On Saturday 12 June 2010, Slavko Kocjancic wrote:
>Hello...
>
>Just one question.
>What even't triger RTAI error message Unexpected latency error message
>(showed only once)
>I know that is report of lattency problem but when is trigered?
>I have base thread on 25uS so is this triggered when jitter is more than
>25uS or what?
>
>I have laptop for running EMC. If I startup computer and immediatly
>start EMC I got that error and if I start lattency test right on startup
>then I got lattency in range of miliseconds. But after few minutes they
>dissapear and then latency stay in 15uS range (glxgear running over the
>30hour test) I suspect that this is caused as the laptop has no battery
>(was death) and when charger abort charge the latency problem is solved.
>
>Just now I had problem (once) that Z axis was'nt goes up and I broke
>drill bit. So I don't know what cause that. I suspect if that is jitter
>problem (over 25uS) i should got message about that but here are no
>message. I know I have underpowered Z stepper but also have slow
>acceleration and speed. I't never bind till now.
>I use phase drive so step/dir timing's isn't cause.
>
>Slavko.
The latency error is only reported once, the first time it happens, mainly
because the output process to tell you adds to the problem. So it is
occurring later even if not reported.
Set your BASE_PERIOD for say 50us, and the servo loop time for at least 10x
that. Try this, and reduce the BASE_PERIOD 5u-secs at a time until you can
just barely note that the machine feels busy and keyboard response loses its
instant feel. Add the last 5u-secs back and leave it there. This has
worked well for me, on an old Athlon running at 1.6Ghz.

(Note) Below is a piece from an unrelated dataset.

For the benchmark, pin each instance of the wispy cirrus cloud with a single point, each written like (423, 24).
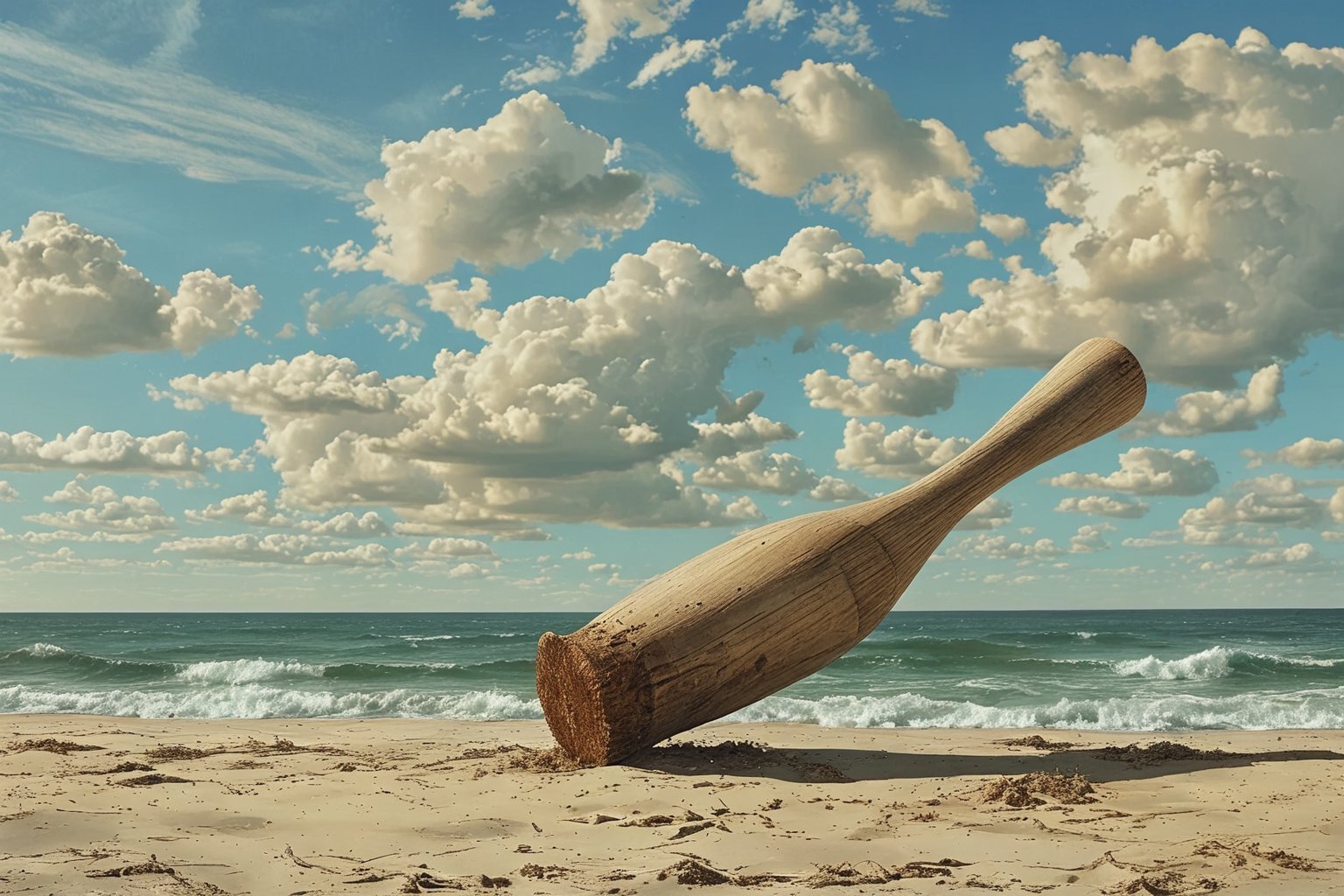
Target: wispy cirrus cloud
(63, 95)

Longer BASE_PERIODs will have a noticeable effect on how the motors sound at
higher speeds because it limits the size of the speed step available and you
hear the motors stepping up and down like 2 or 3 key gaps on the piano
keyboard. The shorter BASE_PERIODs will make this smoother, and because the
motors can follow these smaller steps easier, you can get higher speeds. I
have also, at least on my little machine, found that setting the
accelerations to smaller values so you hear the motors winding up and
unwinding, also helps to achieve the higher speeds. This, like everything
else has trade offs because the smaller motions never get to a very high
speed.
Your broken bit because Z didn't retract was probably caused by the
combination of a too high acceleration setting, combined with MAX_VEL also
being too high, and when one of those latencies hit, the motor went out of
sync & stopped, and the next pulses after the latency hit were too fast for
the motor of follow from a dead stop.
So the first thing is to find out where the latency is. Personally, the
least interfering video driver (which causes 75% of these problems, and poor
APIC hardware is often found) turned out to be the vesa driver. The nvidia
driver was by far the worst, the nv driver was better, and the vesa driver
was hand downs the best. YMMV of course. I haven't ever had an ATI card in
that machine, just a series of nvidia cards, which have a limited lifetime,
those with fans only last as long at the $0.65 fan they use on them.
APIC related problems are best treated with a different motherboard.
Somewhere in all the above rambling might be something helpful. I hope so
at any rate.
--
Cheers, Gene
"There are four boxes to be used in defense of liberty:
soap, ballot, jury, and ammo. Please use in that order."
-Ed Howdershelt (Author)
I'm going to live forever, or die trying!